Talk about recording "All the Talk Goes Floating By"

I have no particular memory of recording any of these songs, but I have a general sense of the process and my gear at the time. First would always be the guitar. Then... probably vocals. Bass next, then drums were always an after thought. Though they are sometimes used to keep time, mostly this was beyond my ability. Rather, they have little parts, almost like Brian Wilson sometimes uses them. They accent. There are cool little fills. This was a partial kit: no kick, no rack toms.

Because of a combination of enthusiasm and laziness I would never re-record a track. So... there are uneven numbers of repeats and sometimes spontaneity. As I worked through the cassette years I began doing retakes and more planning. There's a lot of true improvising on "Dog's Brain," which makes it special. All the recording was done in my bedroom at my parents' house except for a few done at my friend Ashley Bell's house. The PortaStudio was truly portable. Talk about easy to travel with. Jeez.

As you listen to this album you you recall things you used to do when recording on the Portastudio that you've forgotten about?

I barely remember how it worked except that it relies on what used to be called "track reduction." You record on 1 and 3 and then 2 and 4 I think... .something like that.
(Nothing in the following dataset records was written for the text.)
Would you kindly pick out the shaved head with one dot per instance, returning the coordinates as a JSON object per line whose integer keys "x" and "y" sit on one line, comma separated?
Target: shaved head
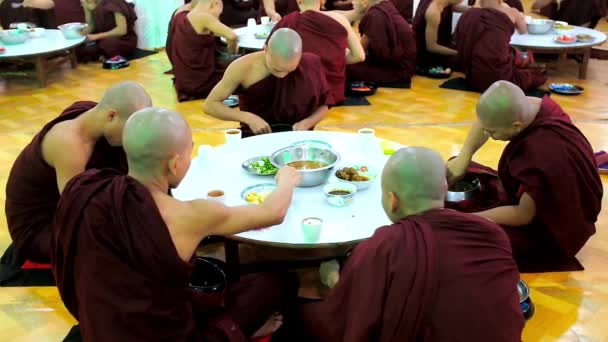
{"x": 152, "y": 138}
{"x": 413, "y": 180}
{"x": 125, "y": 98}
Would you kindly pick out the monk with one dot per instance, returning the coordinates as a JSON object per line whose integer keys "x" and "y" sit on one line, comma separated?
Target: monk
{"x": 580, "y": 13}
{"x": 433, "y": 27}
{"x": 192, "y": 49}
{"x": 423, "y": 277}
{"x": 483, "y": 37}
{"x": 65, "y": 11}
{"x": 112, "y": 26}
{"x": 277, "y": 86}
{"x": 86, "y": 135}
{"x": 129, "y": 226}
{"x": 390, "y": 43}
{"x": 327, "y": 35}
{"x": 552, "y": 190}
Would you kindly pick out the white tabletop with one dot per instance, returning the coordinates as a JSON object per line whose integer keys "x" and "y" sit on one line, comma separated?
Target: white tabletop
{"x": 51, "y": 41}
{"x": 546, "y": 41}
{"x": 221, "y": 169}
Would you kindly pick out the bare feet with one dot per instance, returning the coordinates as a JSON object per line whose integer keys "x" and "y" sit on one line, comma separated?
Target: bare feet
{"x": 272, "y": 324}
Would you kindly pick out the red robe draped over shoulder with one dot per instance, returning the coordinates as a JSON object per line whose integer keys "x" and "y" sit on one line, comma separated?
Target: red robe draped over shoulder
{"x": 119, "y": 273}
{"x": 391, "y": 55}
{"x": 104, "y": 21}
{"x": 193, "y": 58}
{"x": 290, "y": 99}
{"x": 444, "y": 35}
{"x": 483, "y": 38}
{"x": 326, "y": 38}
{"x": 68, "y": 11}
{"x": 437, "y": 276}
{"x": 32, "y": 193}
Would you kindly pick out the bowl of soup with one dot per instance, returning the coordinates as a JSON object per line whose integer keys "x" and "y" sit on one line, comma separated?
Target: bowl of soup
{"x": 314, "y": 162}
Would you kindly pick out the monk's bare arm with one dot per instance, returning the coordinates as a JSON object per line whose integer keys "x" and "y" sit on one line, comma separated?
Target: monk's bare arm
{"x": 514, "y": 215}
{"x": 312, "y": 120}
{"x": 433, "y": 19}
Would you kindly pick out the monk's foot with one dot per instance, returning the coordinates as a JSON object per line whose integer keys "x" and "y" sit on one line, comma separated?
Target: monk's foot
{"x": 272, "y": 324}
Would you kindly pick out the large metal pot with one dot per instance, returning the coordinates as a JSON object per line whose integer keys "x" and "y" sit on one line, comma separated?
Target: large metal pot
{"x": 316, "y": 153}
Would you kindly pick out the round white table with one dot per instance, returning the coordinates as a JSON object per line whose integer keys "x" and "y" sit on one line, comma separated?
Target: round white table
{"x": 41, "y": 50}
{"x": 545, "y": 44}
{"x": 221, "y": 169}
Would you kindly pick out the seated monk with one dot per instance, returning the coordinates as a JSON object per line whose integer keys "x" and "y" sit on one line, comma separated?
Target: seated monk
{"x": 433, "y": 27}
{"x": 128, "y": 225}
{"x": 111, "y": 26}
{"x": 575, "y": 12}
{"x": 86, "y": 135}
{"x": 277, "y": 86}
{"x": 551, "y": 192}
{"x": 390, "y": 43}
{"x": 327, "y": 35}
{"x": 192, "y": 49}
{"x": 419, "y": 278}
{"x": 483, "y": 37}
{"x": 65, "y": 11}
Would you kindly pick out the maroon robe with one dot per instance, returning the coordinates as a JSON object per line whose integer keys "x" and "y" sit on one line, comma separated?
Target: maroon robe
{"x": 577, "y": 12}
{"x": 104, "y": 22}
{"x": 553, "y": 162}
{"x": 483, "y": 37}
{"x": 290, "y": 99}
{"x": 193, "y": 58}
{"x": 119, "y": 273}
{"x": 32, "y": 193}
{"x": 437, "y": 276}
{"x": 444, "y": 36}
{"x": 68, "y": 11}
{"x": 391, "y": 55}
{"x": 326, "y": 38}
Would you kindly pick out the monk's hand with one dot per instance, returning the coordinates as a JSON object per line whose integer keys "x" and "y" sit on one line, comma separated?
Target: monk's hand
{"x": 288, "y": 176}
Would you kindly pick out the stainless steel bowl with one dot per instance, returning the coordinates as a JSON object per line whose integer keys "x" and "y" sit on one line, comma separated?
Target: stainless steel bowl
{"x": 540, "y": 26}
{"x": 454, "y": 195}
{"x": 317, "y": 153}
{"x": 73, "y": 30}
{"x": 14, "y": 37}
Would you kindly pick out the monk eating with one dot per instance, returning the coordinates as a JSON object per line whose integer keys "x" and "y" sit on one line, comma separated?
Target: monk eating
{"x": 86, "y": 135}
{"x": 327, "y": 35}
{"x": 276, "y": 87}
{"x": 127, "y": 225}
{"x": 552, "y": 191}
{"x": 433, "y": 27}
{"x": 580, "y": 13}
{"x": 483, "y": 37}
{"x": 112, "y": 26}
{"x": 421, "y": 278}
{"x": 192, "y": 49}
{"x": 390, "y": 43}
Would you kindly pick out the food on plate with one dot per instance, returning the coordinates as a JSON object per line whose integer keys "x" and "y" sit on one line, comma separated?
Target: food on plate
{"x": 351, "y": 174}
{"x": 263, "y": 167}
{"x": 307, "y": 165}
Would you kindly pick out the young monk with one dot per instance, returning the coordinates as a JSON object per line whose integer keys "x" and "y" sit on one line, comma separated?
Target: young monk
{"x": 192, "y": 49}
{"x": 483, "y": 37}
{"x": 327, "y": 35}
{"x": 552, "y": 189}
{"x": 279, "y": 85}
{"x": 112, "y": 26}
{"x": 580, "y": 13}
{"x": 421, "y": 278}
{"x": 65, "y": 11}
{"x": 86, "y": 135}
{"x": 433, "y": 27}
{"x": 129, "y": 226}
{"x": 390, "y": 43}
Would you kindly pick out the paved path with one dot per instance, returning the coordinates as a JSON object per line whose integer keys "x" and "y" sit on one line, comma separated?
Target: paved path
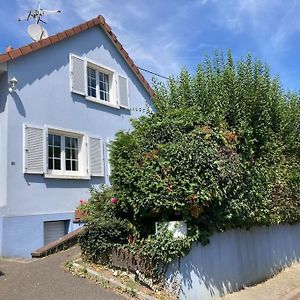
{"x": 46, "y": 279}
{"x": 284, "y": 286}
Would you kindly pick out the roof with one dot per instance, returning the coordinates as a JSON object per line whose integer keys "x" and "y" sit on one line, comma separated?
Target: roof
{"x": 99, "y": 22}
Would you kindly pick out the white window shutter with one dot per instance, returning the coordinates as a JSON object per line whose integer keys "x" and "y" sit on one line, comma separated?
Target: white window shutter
{"x": 123, "y": 92}
{"x": 108, "y": 156}
{"x": 78, "y": 74}
{"x": 33, "y": 150}
{"x": 96, "y": 157}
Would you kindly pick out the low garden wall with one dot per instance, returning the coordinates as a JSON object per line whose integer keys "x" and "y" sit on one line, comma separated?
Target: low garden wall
{"x": 234, "y": 259}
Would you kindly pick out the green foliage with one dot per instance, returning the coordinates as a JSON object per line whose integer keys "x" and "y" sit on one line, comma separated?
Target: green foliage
{"x": 105, "y": 228}
{"x": 221, "y": 152}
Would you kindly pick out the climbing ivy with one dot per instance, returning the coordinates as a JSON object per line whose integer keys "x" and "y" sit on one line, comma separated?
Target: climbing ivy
{"x": 220, "y": 152}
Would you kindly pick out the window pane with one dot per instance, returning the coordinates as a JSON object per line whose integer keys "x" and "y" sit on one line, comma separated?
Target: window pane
{"x": 57, "y": 152}
{"x": 91, "y": 80}
{"x": 56, "y": 140}
{"x": 102, "y": 95}
{"x": 101, "y": 85}
{"x": 68, "y": 142}
{"x": 68, "y": 165}
{"x": 57, "y": 164}
{"x": 50, "y": 139}
{"x": 75, "y": 143}
{"x": 50, "y": 164}
{"x": 50, "y": 151}
{"x": 74, "y": 165}
{"x": 68, "y": 153}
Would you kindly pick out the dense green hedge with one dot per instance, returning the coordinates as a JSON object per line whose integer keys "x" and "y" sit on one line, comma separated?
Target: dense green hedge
{"x": 221, "y": 151}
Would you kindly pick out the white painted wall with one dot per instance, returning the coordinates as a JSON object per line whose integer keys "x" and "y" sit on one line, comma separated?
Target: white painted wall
{"x": 233, "y": 260}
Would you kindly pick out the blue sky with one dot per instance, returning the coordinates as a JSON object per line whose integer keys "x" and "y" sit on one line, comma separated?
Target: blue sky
{"x": 165, "y": 36}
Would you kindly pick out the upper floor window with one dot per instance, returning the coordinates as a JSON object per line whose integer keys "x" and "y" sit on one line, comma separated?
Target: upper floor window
{"x": 98, "y": 83}
{"x": 63, "y": 154}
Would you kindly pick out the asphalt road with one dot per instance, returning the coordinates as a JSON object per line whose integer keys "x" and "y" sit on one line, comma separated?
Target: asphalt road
{"x": 46, "y": 279}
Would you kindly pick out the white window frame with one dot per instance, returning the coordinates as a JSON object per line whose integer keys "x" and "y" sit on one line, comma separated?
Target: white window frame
{"x": 113, "y": 83}
{"x": 83, "y": 172}
{"x": 112, "y": 77}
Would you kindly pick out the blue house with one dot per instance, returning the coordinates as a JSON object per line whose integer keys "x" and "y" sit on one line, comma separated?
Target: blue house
{"x": 70, "y": 94}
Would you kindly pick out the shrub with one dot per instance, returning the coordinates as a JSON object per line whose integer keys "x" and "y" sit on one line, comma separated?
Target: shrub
{"x": 220, "y": 152}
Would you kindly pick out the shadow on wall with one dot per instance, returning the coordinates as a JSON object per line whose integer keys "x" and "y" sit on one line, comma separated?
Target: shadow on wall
{"x": 233, "y": 260}
{"x": 64, "y": 183}
{"x": 19, "y": 104}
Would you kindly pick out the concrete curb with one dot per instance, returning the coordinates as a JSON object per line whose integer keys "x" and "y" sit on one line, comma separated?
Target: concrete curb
{"x": 293, "y": 295}
{"x": 114, "y": 283}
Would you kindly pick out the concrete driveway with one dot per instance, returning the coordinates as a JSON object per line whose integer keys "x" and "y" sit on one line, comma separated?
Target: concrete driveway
{"x": 46, "y": 279}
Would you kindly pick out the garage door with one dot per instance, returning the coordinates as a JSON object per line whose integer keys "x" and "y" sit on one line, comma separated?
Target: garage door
{"x": 54, "y": 230}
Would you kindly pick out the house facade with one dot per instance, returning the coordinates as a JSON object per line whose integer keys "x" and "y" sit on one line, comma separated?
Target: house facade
{"x": 74, "y": 91}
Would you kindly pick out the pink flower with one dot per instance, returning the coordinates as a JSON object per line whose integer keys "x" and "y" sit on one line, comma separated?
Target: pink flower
{"x": 82, "y": 201}
{"x": 114, "y": 200}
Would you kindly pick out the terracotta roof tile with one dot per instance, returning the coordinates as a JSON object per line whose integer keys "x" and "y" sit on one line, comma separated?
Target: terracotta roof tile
{"x": 54, "y": 39}
{"x": 45, "y": 42}
{"x": 25, "y": 50}
{"x": 14, "y": 53}
{"x": 69, "y": 32}
{"x": 98, "y": 21}
{"x": 61, "y": 35}
{"x": 77, "y": 29}
{"x": 90, "y": 23}
{"x": 83, "y": 26}
{"x": 4, "y": 57}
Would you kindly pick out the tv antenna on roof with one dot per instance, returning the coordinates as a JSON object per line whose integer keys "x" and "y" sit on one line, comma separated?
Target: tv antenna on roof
{"x": 36, "y": 31}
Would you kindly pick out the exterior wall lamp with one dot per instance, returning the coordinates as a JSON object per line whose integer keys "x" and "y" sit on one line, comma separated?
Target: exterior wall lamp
{"x": 13, "y": 85}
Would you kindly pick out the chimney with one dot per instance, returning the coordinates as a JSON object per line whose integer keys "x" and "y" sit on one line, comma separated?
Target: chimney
{"x": 9, "y": 48}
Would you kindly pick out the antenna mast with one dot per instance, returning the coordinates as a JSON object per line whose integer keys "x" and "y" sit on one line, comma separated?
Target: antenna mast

It used both sides of a cassette, then you mixed "out" to another deck.

What a particularly favorite thing for you on this album?

The memories of doing music at Ashley's parents' house, which is a very large Victorian house with a piano room (used liberally by he and I) come back when listening. I like hearing the completely naive approach to everything: writing, performing, recording, mixing. I hear a lot of instinctive talent tempered by laziness. There are lots of things it would never occur to me to do now: the strum of the one chord for the verse of "The Powerful Mr. Mullins," for instance. It's good to hear my bass playing. I thought in terms of riffs and scales, but never time keeping. Just like the drums... no consistent tempo ever. Didn't even think about it. The much later realization that I had no ability to keep time when playing bass ruined that instrument for me. Here, on these early tapes I am still free of that knowledge and create like a Wildman of riff-o-logy.

Are there any "how did I do that?" moments for you when you listen to this album?

I mostly remember how I did stuff, but I miss some of the sounds I can't get back. I remember, to get a cave-like effect, sometimes singing through a long roll of cardboard, the inside part of a roll of wrapping paper, directly into the mic. That doesn't work with better mics. Everything went through a cheap delay pedal: the vocal mic, a cheap dynamic, plugged directly into the delay stomp box, then into the PortaStudio. By setting the knobs a certain way you could get a reasonable fake reverb and a neat full sound. I used the same effect for electric guitar through my Fender Princeton amp. I have both the pedal and the same ol' Gibson SG, but not the amp sadly. That awful drum sound is not something I'd want back, but it is kinda neat. The heads were in horrible condition (actual cracks held together with duct tape); towels were thrown over them usually when I recorded. Probably one mic was used. Other than being less lazy, I wish I'd known to roll off the bottom end EQ of acoustic guitars. There's considerable distortion that doesn't help the sound.